In 2012, Larmore began adding dramatic soprano roles to her repertoire, singing Lady Macbeth in Verdi's Macbeth at the Grand Théâtre de Genève and Kostelnicka in Janáček's Jenufa at the Deutsche Oper Berlin. In 2013, she reprised the role Lady Macbeth for the celebrations of Verdi's bicentenary at the Teatro Comunale di Bologna and in Reggio Emilia. In 2013 she also starred in the world premiere of The Fall of Fukuyama, a new opera by Gregoire Hetzel and Camille de Toledo.

Larmore has won the 1994 Richard Tucker Award, a 1992 Gramophone award for Giulio Cesare on Harmonia Mundi in which she sang the title role, and the 2007 Grammy Award for Best Opera Recording for Hansel and Gretel. She sang at the 1996 Summer Olympics closing ceremony in Atlanta and hosted a satellite radio show for two years called Backstage with Jennifer Larmore. Also in 1996 she performed during a tribute to Gene Roddenberry on the live TV special Star Trek 30 Years and Beyond. She received the Chevalier de l'Ordre des Arts et des Lettres from the French Government in 2002. Her first book Una Voce -The Drama in Opera Onstage and Off was written to help singers make sense of life as freelance artists.

== Recordings ==
In addition to Rosina in Il barbiere di Siviglia, Larmore has recorded leading roles in Carmen, Elisabetta, regina d'Inghilterra, La Cenerentola, L'italiana in Algeri, Bianca e Falliero, Giulio Cesare, La Sofonisba, Orphée et Eurydice, Zanetto, Hansel and Gretel, and I Capuleti e i Montecchi.

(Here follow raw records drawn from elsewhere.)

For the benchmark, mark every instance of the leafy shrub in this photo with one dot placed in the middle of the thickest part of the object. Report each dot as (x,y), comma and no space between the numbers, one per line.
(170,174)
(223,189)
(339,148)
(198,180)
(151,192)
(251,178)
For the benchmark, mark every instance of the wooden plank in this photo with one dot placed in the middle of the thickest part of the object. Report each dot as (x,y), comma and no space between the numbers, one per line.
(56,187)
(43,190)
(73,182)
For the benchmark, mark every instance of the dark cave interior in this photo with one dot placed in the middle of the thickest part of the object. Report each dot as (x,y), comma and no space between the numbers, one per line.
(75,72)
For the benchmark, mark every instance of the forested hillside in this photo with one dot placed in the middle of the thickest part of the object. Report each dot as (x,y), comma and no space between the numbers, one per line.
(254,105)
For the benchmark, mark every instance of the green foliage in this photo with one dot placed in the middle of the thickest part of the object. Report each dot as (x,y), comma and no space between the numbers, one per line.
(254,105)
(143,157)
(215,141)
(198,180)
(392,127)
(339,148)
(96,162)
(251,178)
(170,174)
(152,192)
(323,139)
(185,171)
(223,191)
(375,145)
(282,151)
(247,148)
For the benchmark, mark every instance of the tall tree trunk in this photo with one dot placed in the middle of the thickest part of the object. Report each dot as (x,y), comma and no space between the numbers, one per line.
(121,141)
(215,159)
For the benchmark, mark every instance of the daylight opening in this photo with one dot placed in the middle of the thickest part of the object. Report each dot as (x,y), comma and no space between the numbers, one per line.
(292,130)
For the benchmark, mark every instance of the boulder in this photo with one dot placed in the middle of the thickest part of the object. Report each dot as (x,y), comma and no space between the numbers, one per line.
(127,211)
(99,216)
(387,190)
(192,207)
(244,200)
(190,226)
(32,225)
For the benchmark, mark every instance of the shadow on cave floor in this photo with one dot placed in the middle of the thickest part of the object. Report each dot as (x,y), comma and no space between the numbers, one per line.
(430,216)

She has also appeared in supporting roles in l'Incoronazione di Poppea, Maria Stuarda, Francesca di Foix, Elvida, Adelaide di Borgogna, Il Signor Bruschino, Semiramide, Rigoletto, Carlo di Borgogna, Alessandro nelle Indie and Offenbach's Vert-Vert.

Larmore appears as the mezzo-soprano soloist in recordings of Duruflé's Requiem, Mozart's Great Mass in C minor, Gurre-Lieder, El Amor Brujo, and El sombrero de tres picos.

Her solo CDs are Where Shall I Fly, Born in Atlanta, Jennifer Larmore, A Portrait, Call Me Mister, Amore per Rossini, Rossini Songs, Royal Mezzo, Jennifer Larmore, Great Operatic Arias, Bravura Diva, and My Native Land.

She appears on several DVDs, including Il barbiere di Siviglia (Netherlands Opera), L'italiana in Algeri (Paris Opera), Lulu (Royal Opera House) and Jennifer Larmore in Recital (recorded live at the Performing Arts Center, Purchase College, New York).